Want To Avoid People? Then Get This App

Finally, a perfect app for the morning stagger to get coffee on a weekend. If, like us, you worry about running into someone you know and having to make conversation before your caffeine hit, then fear no more.

The app’s name, ‘Cloak’, is instantly appealing to anyone with suspicious leanings and a detective’s imagination. You instantly think of ‘cloak and dagger’, and a very Sherlock Holmes-esque character lurking around the cobblestoned streets. That’s why Melbourne kept the cobblestones, right?

This app will make many detectives extremely pleased. Given that your average Melbourne private investigator is almost guaranteed to be addicted to coffee (all of ours are), running into people you know at your favourite local cafes is always a danger. Yes, these people might be ‘friends’ with you on Facebook or somewhere, but that doesn’t seriously mean you want to speak to them on a freezing Melbourne morning. The fewer people we speak to before coffee, the better for everyone involved. Thankfully our local baristas know our orders and are used to us grunting instead of doing the language thing.

How does it work? Simply, it links into social network sites and gathers information about the locations of the people you are connected to.

While this isn’t useful for an investigator on a case, since it relies on the person updating their location, it’s a great way to add a little undercover fun to a day when you just don’t feel like dealing with people.

When it first came out, Cloak was initially criticised for not linking to Facebook, the most widely used form of social media. However, in the latest version available for download, it assures us that the app gathers information from four major sites – Instagram, Foursquare, Twitter and now, Facebook. This is a definite improvement from the original app, which came out a few months ago. Obviously the developers wisely listened to the recommendations of their anti-social users.

The app initially got a lot of publicity, and some of it was amusing, like Jimmy Fallon’s take on it:

Cloak app on Tonight Show with Jimmy Fallon from Brian Moore on Vimeo.
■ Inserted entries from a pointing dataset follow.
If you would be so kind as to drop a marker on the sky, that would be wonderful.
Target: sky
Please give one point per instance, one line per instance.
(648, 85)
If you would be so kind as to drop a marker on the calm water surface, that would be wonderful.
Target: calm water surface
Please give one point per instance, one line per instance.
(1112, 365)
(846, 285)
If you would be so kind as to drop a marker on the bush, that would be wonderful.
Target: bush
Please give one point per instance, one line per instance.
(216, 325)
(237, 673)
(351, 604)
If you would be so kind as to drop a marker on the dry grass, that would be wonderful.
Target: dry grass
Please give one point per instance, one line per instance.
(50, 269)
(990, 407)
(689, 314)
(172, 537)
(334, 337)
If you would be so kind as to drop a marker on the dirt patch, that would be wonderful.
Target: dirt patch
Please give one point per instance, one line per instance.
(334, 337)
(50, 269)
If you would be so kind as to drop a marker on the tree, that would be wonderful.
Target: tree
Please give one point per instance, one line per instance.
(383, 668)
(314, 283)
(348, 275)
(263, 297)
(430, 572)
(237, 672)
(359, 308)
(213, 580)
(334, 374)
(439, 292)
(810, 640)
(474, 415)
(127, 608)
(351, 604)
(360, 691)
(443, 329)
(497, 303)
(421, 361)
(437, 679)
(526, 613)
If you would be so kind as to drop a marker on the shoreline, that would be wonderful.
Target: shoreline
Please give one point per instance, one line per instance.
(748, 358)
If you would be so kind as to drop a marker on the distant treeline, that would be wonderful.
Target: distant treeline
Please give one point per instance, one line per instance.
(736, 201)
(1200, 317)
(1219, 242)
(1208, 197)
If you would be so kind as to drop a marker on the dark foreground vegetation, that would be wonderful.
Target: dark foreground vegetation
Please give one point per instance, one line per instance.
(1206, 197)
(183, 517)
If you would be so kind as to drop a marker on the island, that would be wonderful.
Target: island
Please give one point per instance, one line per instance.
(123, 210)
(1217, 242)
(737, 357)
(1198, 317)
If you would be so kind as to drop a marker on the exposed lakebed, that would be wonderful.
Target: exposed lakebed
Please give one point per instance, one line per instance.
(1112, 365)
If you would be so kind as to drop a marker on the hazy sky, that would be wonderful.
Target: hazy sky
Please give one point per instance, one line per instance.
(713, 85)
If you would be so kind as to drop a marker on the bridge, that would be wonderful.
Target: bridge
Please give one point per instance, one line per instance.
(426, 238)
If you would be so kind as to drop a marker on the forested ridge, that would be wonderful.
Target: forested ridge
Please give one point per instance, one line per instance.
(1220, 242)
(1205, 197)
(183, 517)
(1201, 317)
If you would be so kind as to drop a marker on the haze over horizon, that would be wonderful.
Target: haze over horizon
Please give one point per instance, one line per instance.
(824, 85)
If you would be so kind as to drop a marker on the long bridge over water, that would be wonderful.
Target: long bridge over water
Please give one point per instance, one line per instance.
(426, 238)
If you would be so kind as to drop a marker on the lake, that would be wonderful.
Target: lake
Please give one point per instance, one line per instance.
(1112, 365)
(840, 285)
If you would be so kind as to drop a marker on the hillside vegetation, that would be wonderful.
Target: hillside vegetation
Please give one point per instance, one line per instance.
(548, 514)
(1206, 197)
Since most people with smartphones who update their location via social media also have high data limits and GPS automatically on, the app works well for avoiding certain kinds of people. However it won’t save you from the lonely old man who lives next door to the café and spends all this time in the front garden, hoping to nab someone to chat to. It also doesn’t save you from all those people who don’t use social media, like your mother’s friends who have known you since you were ‘just this high’.

But hey, it does have its uses. We all have those friends on Facebook who we actually can’t stand, but are too polite to unfriend. Or who we don’t want to unfriend because when we feel depressed we can stalk their photos, and suddenly feel a lot better about ourselves (or wait, is that just me?). These are always the kind of people who want to talk about EVERYTHING when you run into them.

Or for people who remain friends (at least on Facebook) with their exes, this app could be a useful way to avoid the awkward conversation when you run into an ex having Sunday brunch with their new girlfriend/boyfriend. This may mean you don’t go to your favourite café that morning, but thankfully we live in Melbourne, so there will be one almost as good less than a block away.

Sadly though, the Cloak app is only for iPhone users. (Can’t believe that still happens. Everything is on Android!)

On the other hand, when we googled ‘Cloak app on Android’, we found an app with the same name, but that is designed to encrypt your SMS messages so they can only be viewed by using a password.

Now that’s pretty cool. Our investigator brains can think of a few uses for that… both for maintaining the privacy of our clients, and for less wholesome purposes.

Still, it doesn’t beat the iPhone Cloak app in terms of novelty and potential usefulness. After all – we’re private investigators. We don’t want to have to TALK to people. We just like knowing where they are and what they’re doing. What’s wrong with that?